It takes Sarojini less than a minute to iron a shirt, two if it is a mundu (dhoti). Sometimes she pauses to rub a stubbornly crumpled shirt with a sock filled with tiny bits of wet cloth – a clever invention to keep the fabric wet and iron out wrinkles.
Eighty-year-old Sarojini has been working at Dhobi Khana, an area dedicated to laundry ( dhobi ) work, in Kerala’s Fort Kochi since she was 15. “As long as I am healthy, I will do this [washing and ironing of clothes],” she says as she continues ironing at her spot in the public laundry.
Also at the same location is 60-year-old Kumaresan who adds, “The only technique here is hard work.” Everyday at five in the morning, he cycles here to his thotti (washing pen), less than a kilometer away from his house. On days when there is an urgent delivery, Kumaresan’s work starts at 4 a.m. and goes on till 11 at night. “Today I can relax a bit because the delivery is tomorrow. Tomorrow I might have to speed up,” he says.
Constructed by the Greater Cochin Development Authority , Dhobi Khana is located at one end of the Veli ground, spread across two-acres in the village of Fort Kochi in Ernakulam district. It is run by the Vannan community, listed as Scheduled Caste in the state. “Out of nearly 150 families in the Vannan community here, only about 30 are currently engaged in working at the Dhobi Khana,” says M. P. Manoharan, secretary of the community in the village.
For the people from this community, aspirations for their children are beyond the laundry. “I haven't felt I should teach my children this work. I gave them an education, they studied, now it’s their life,” says K. P. Rajan, a dhobhi (washerman) at Dhobi Khana.

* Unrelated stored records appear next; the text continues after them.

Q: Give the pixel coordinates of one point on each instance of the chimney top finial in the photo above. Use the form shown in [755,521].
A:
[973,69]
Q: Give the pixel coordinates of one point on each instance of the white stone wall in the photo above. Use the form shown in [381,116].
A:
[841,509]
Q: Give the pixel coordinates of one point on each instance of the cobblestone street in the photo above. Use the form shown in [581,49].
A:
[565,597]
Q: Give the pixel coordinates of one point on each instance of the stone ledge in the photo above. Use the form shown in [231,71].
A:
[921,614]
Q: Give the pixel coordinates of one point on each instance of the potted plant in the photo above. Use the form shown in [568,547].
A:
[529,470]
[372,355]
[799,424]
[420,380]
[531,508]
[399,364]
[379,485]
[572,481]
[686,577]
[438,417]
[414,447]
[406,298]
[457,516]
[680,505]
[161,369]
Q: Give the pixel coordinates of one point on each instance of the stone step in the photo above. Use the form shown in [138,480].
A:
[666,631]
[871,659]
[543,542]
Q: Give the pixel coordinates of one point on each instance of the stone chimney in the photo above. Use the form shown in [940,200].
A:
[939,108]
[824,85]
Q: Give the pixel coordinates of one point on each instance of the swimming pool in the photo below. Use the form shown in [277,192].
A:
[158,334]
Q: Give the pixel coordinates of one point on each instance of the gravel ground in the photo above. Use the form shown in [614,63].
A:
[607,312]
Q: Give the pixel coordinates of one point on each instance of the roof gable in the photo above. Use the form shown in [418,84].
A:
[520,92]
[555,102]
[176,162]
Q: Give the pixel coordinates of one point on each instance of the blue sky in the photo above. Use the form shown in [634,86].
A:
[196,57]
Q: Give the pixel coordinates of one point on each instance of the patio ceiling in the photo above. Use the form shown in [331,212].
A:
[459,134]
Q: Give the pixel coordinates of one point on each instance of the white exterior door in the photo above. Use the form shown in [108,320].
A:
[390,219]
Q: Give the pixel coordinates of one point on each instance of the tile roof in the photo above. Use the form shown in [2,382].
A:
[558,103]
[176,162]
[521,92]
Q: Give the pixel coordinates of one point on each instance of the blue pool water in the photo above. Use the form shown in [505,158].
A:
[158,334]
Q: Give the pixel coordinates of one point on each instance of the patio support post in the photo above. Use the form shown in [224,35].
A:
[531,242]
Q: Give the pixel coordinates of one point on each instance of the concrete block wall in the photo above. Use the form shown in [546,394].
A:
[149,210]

Rajan has worked in multiple daily wage jobs before: digging for laying cables, masonry, cutting grass, and others. “But I never left this work [washing and ironing clothes],” he says. “Some days I get 1,000 rupees, other days 500. Some days we go home without anything. It all depends on how much work we do that day,” says the 53-year-old.
The workers at Dhobi Khana must find their own clients. They offer services like washing, bleaching, stretching and ironing clothes. While ironing is priced at Rs. 15 per piece, it’s Rs. 30 for a combined wash and iron.
Hotels and homestays are bustling in December and February with visitors and tourists, says Kumaresan. In these months, Dhobhi Khana welcomes loads of laundry. At other times, hospitals, local hotels and households are their customers.
In the last few decades, the use of washing machines and laundromats in Indian households has increased, as per the National Sample Survey’s 68th Round report.
But handyman and dhobi Rajan is unfazed by the competition. “There are still things like starching that no machine can do. For the clothes worn by politicians, we need to do it by hand,” he says.
A.S. Jayaprakash has worked at the laundry for the last 23 years. “This is not like your corporate job, we get to decide when we want to work,” says the 58-year-old, beating the clothes in rhythm.